It’s most likely college educated white voters. I suspect it’s people who are fairly well educated Wall St republicans and independents who would normally jump at the chance to vote against someone like Hillary, whom they probably fear could be tainted by Bernie Sanders. However, when truly educated republicans look at Trump and how he is basically running against Wall St, that would leave them with few options other than a third party candidate.
Beyond that, I suspect that Trump has alienated independent women who generally lean republican but are outraged by the candidate’s attempts to shrug off allegations of sexual harassment and sexual assault. They see themselves in the faces of their victims and they’re mad as hell. These are the most damaging voters because rather than the white Wall St republicans who will vote for some third party candidate or sit this one out, they will in fact vote against Donald Trump, and they might even take their frustrations out down the ballot. These are the voters that keep John McCain and Marco Rubio awake at night.
Listen, if Trump gets elected we’re gonna start growing tea in America instead of buying it from China. The best tea. You won’t believe how good this tea is gonna be. Bigly.
I know a lot of religious folks who can’t stomach Trump and have taken a hands off approach recognizing that this means that the devil they know will win.
Its just really hard to be religious and vote for Trump unless you are putting your party and your religion on equal footing.
Not exactly. I’m not voting “for” Trump. I’m voting AGAINST Clinton. And Trump is simply the most efficient way of doing that.
On the other hand, religious people who are voting for Clinton seem to be putting their party above their religion.
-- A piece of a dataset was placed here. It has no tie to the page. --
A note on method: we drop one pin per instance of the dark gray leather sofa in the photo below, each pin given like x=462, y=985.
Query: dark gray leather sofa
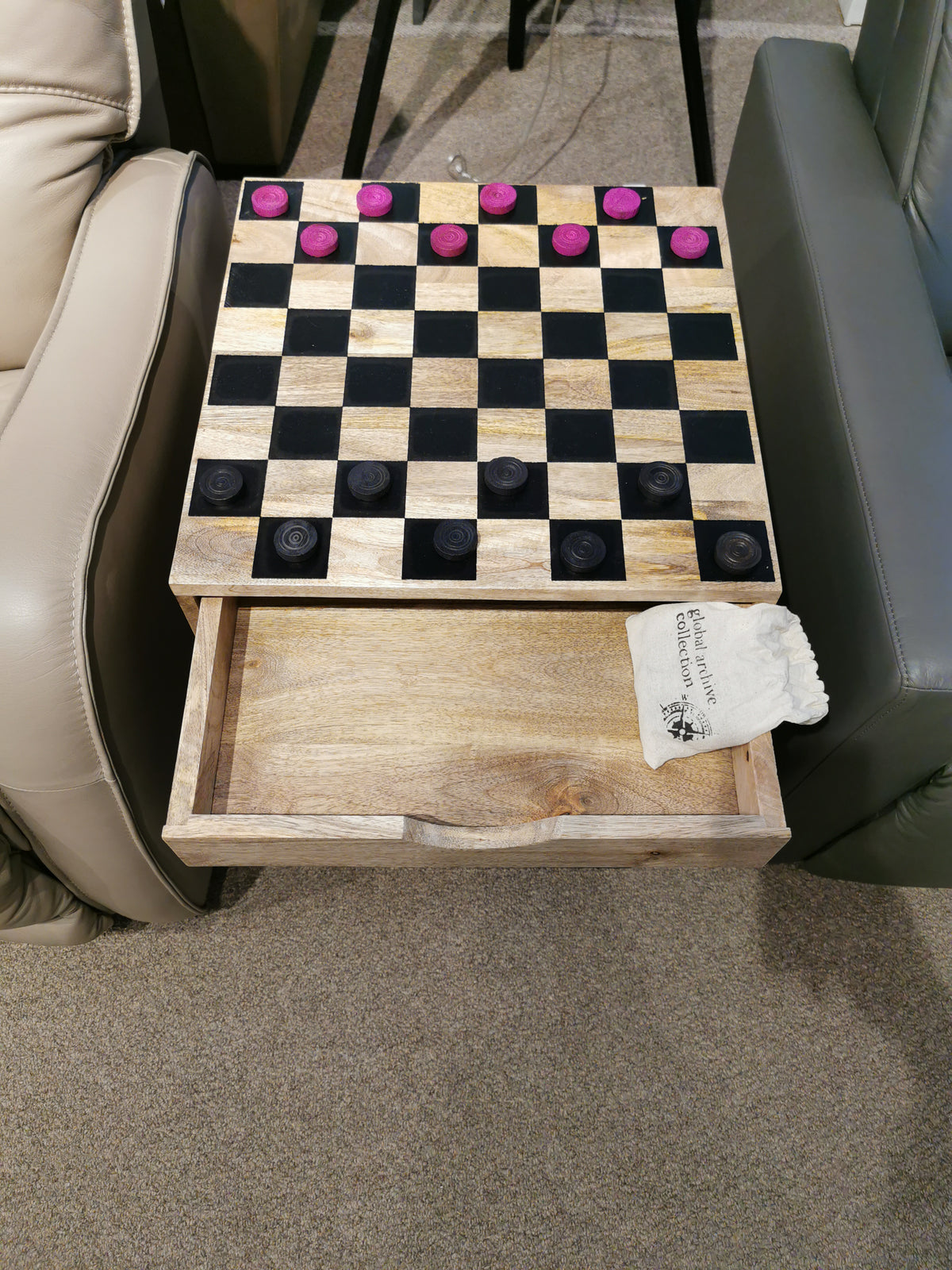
x=839, y=210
That’s the only explanation I can find for voting for somebody who is so antithetical to traditional morality.
Looking into it, it is mostly college educated people in general who explain trumps ten point deficit.
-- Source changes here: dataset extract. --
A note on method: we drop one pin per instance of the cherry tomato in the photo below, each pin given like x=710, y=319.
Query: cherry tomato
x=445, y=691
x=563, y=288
White women with a college education make up half of the deficit. I think most of the other half comes from other college graduates (men, non whites).
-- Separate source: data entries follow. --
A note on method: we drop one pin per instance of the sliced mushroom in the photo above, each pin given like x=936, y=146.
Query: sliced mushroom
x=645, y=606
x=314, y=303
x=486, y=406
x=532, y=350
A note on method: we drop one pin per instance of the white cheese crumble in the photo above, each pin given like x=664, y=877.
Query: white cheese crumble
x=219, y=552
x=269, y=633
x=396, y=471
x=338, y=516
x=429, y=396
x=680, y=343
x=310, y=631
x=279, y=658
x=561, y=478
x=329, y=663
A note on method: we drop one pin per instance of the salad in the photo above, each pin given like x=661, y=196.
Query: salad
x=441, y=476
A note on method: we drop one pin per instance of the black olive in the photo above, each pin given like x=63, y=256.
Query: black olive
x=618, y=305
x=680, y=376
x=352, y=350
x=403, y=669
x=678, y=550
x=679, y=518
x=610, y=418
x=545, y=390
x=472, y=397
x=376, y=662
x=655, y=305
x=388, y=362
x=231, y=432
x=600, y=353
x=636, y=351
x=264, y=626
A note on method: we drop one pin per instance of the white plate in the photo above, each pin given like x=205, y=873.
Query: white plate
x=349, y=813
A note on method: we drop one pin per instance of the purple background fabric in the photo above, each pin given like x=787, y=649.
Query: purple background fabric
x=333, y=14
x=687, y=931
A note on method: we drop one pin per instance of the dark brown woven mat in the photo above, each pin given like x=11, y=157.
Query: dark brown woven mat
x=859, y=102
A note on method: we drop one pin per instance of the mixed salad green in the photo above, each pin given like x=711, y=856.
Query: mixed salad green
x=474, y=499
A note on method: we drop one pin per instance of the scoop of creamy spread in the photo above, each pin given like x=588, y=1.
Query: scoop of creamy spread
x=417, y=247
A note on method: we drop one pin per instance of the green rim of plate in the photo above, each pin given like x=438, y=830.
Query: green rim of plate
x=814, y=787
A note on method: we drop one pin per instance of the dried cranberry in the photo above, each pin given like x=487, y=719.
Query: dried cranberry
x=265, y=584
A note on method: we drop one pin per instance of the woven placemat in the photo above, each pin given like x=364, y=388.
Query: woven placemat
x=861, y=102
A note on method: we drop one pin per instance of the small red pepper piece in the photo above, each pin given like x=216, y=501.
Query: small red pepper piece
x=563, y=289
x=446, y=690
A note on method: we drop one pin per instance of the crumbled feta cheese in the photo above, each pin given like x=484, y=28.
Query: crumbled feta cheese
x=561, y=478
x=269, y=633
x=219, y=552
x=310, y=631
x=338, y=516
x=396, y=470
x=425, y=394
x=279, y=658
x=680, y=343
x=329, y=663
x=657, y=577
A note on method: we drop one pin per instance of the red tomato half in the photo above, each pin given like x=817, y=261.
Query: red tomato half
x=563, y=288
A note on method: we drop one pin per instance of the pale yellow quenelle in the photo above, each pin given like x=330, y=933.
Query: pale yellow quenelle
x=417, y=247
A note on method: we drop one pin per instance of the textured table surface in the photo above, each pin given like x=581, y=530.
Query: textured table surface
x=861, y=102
However college graduates make up about half of voters, so that doesn’t tell us everything.
I saw one poll showing a twenty point gop decline for college graduates between 2012 and 2016. Romney won 48% of college graduates in 2012, Trump is only winning 29%. College grads are half of voters, so that is about a 10% loss for Trump (.19*.47).
God bless education. I used to think college was just to find a job. Nope, it is to become a well rounded, informed person in general.
My mom fits, I think. And, while she went to a vocational school, she did not go to college, and so doesn’t qualify as “educated” by the metrics usually used.
I mean, she did vote Obama last election, and she may have voted Clinton the first time due to him being an Arkansan but, other than that, she’s voted for Republicans her whole life.
She works as a paraprofessional at a school, and talks to the science teacher a lot, who is 100% pro-Clinton. She comes to me a lot to debunk the rumors about Clinton–even though her best friend believes every last one of them. (Though I don’t know if she’s voting Trump.)
For mom, it really is the Christian thing, and possibly the fact that she’s kinda mellowed out to being pro-choice (although she’d never call it that), saying that she’s against abortion but doesn’t think the government should interfere. And that’s really the only thing the Republicans had that appealed to her. She’s also fairly close to my gay uncles, and learned of how poorly they were treated, and is happy they are married. So same sex marriage had lost its appeal as a divisive issue.
In my experience, these sorts of thing are what keep the Evangelicals in line, which is why I’ve said the Republicans cannot lose this aspect of their party, and why I’ve actually said that Democrats should push the “Abortion is wrong, but it’s not my right to force anyone” narrative. (I’ve definitely told Mom that this is both Biden and Kaine’s position.)
The people I know aren’t so much about the “devil they know.” It’s that they think the Supreme Court thing is more important. They cannot vote for Clinton because she’s pro-choice, and they think she will use her Supreme Court picks to destroy America. They basically then say to pray that Trump will not fuck everything up, and say they just have to have faith. They all seem to hope that Pence winds up doing all the heavy lifting.
They also bring up scriptures of evil people being forced to do what God wants, like the Pharaoh in the Exodus story. In other words, God is bigger than Trump.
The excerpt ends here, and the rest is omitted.